Today is
Ada Lovelace Day. So I will blog about some women in technology.
I'll start with
Ada Lovelace herself. She was a remarkable person. She did a lot of theoretical work on computer programming in the 1800s, and wrote the first computer program. She wrote it for
Charles Babbage's Analytical Engine, an early prototype of a computer that had not yet been built when she wrote the programs. She has been called the mother of computer programming.

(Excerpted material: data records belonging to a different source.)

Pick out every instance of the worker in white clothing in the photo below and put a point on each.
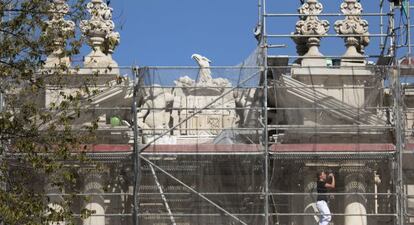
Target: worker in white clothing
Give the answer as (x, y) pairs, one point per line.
(322, 200)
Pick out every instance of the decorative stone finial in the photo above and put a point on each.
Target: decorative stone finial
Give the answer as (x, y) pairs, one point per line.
(58, 29)
(99, 29)
(309, 24)
(356, 30)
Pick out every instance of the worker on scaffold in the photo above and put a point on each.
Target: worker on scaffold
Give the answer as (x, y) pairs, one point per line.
(322, 200)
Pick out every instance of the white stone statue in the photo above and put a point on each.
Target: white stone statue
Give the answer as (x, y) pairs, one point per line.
(58, 29)
(99, 29)
(204, 75)
(310, 24)
(357, 31)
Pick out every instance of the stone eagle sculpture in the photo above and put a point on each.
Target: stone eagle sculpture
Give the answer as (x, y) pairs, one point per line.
(204, 75)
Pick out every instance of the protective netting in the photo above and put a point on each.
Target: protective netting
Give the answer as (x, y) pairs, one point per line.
(204, 132)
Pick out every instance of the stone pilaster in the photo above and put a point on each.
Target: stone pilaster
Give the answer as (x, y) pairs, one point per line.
(356, 31)
(308, 34)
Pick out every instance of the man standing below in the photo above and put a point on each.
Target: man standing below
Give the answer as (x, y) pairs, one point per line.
(322, 200)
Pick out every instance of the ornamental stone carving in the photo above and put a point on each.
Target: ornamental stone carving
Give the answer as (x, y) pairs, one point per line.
(308, 33)
(356, 30)
(192, 95)
(99, 30)
(58, 29)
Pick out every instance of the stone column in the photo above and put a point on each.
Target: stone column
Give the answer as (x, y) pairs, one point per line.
(99, 29)
(310, 199)
(58, 29)
(356, 30)
(355, 204)
(94, 184)
(309, 25)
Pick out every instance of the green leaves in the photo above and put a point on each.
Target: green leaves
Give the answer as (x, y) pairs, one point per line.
(42, 148)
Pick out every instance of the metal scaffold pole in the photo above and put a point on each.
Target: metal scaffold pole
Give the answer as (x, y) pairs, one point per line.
(399, 126)
(136, 155)
(263, 45)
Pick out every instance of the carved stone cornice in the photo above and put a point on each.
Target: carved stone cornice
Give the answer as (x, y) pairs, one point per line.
(58, 29)
(355, 28)
(310, 29)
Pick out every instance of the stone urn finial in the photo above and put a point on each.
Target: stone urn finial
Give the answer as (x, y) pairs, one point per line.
(309, 31)
(356, 31)
(99, 30)
(58, 29)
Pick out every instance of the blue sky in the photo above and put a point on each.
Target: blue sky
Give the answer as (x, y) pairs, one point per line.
(168, 32)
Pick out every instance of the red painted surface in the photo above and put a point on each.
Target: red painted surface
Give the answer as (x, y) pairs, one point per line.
(211, 148)
(332, 148)
(206, 148)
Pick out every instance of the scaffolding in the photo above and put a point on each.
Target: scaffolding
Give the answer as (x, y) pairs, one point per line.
(242, 144)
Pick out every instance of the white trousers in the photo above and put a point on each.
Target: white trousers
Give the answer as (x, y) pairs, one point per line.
(325, 216)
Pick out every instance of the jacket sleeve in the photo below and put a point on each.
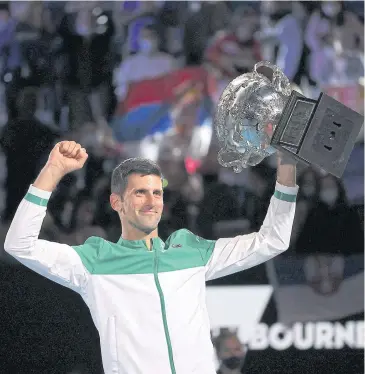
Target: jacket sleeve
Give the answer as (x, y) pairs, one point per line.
(228, 256)
(57, 262)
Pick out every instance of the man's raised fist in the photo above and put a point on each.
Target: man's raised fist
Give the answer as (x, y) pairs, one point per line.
(67, 156)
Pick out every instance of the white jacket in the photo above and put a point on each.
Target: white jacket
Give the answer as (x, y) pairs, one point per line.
(149, 306)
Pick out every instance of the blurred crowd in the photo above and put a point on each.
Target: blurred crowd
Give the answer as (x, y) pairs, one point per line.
(65, 67)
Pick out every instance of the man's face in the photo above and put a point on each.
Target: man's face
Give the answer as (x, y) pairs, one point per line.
(142, 202)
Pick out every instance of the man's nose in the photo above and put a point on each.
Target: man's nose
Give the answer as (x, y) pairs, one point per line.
(150, 199)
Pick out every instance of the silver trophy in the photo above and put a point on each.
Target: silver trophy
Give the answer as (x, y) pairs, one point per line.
(259, 113)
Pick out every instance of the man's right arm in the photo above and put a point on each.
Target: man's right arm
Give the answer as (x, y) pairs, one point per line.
(58, 262)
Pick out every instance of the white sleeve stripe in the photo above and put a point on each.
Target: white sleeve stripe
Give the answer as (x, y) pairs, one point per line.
(39, 193)
(286, 189)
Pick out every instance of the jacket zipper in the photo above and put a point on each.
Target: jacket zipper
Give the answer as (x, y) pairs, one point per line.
(163, 309)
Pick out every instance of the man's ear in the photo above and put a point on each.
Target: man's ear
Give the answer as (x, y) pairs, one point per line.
(116, 202)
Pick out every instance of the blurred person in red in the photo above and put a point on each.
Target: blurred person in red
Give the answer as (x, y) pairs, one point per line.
(234, 52)
(149, 62)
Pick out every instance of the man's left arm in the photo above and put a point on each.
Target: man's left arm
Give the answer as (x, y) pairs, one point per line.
(228, 256)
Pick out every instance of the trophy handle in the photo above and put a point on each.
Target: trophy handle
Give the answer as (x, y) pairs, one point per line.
(272, 72)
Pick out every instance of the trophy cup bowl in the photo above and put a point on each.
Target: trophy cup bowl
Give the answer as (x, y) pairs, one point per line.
(248, 111)
(259, 113)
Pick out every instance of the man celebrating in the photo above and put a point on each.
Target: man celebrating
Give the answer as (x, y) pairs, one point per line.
(146, 296)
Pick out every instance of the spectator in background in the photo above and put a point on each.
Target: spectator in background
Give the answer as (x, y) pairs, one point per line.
(256, 195)
(286, 33)
(147, 63)
(86, 38)
(230, 352)
(204, 19)
(235, 51)
(332, 29)
(25, 140)
(332, 224)
(10, 58)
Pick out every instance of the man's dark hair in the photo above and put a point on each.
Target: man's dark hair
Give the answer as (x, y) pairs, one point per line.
(130, 166)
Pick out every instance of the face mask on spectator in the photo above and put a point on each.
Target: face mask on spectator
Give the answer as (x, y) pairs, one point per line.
(329, 196)
(147, 46)
(243, 33)
(232, 363)
(3, 24)
(330, 10)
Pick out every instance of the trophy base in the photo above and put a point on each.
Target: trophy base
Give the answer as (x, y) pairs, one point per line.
(321, 132)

I'll mention a few others:
- Grace Hopper, who wrote the first compiler,
- Stephanie Kwolek, who invented Kevlar,
- Margaret Hutchinson Rousseau, who designed the first commercial penicillin production plant,
- Roberta Williams, mother of the adventure game genre of computer game,
- Sheila Widnall, designer of MIT's advanced wind tunnel facility,
- Florence Nightingale, mother of nursing and pioneer in using statistics in public health,
- Josephine Cochrane, inventor of the dishwashing machine,
- Agnodike, the first woman to legally practice medicine in ancient Athens,
- Émilie du Châtelet, who predicted infra-red radiation and showed that the kinetic energy of an object is proportional to the square of its velocity,
- Eva Ekeblad who discovered how to make alcohol from potatoes and wore potato flowers in her hair,
- Mary Lou Jepsen, one of the founders of the One Laptop Per Child project,
- The Japanese Women who were early-adopters of Hiragana,
- Huang Tao-Pho, a textile technician who introduced the process of cotton growing and processing from Hainan island to the Sung-chiang region of China in 1295 A.D.,
- Tapputi-Belatekallim, a chemist in ancient Mesopotamia,
- Paphnutia, an Egyptian alchemist circa 300 A.D.,
- Valentina Tereshkova, the first woman in space,
- The List of Craters on Venus, named after famous women.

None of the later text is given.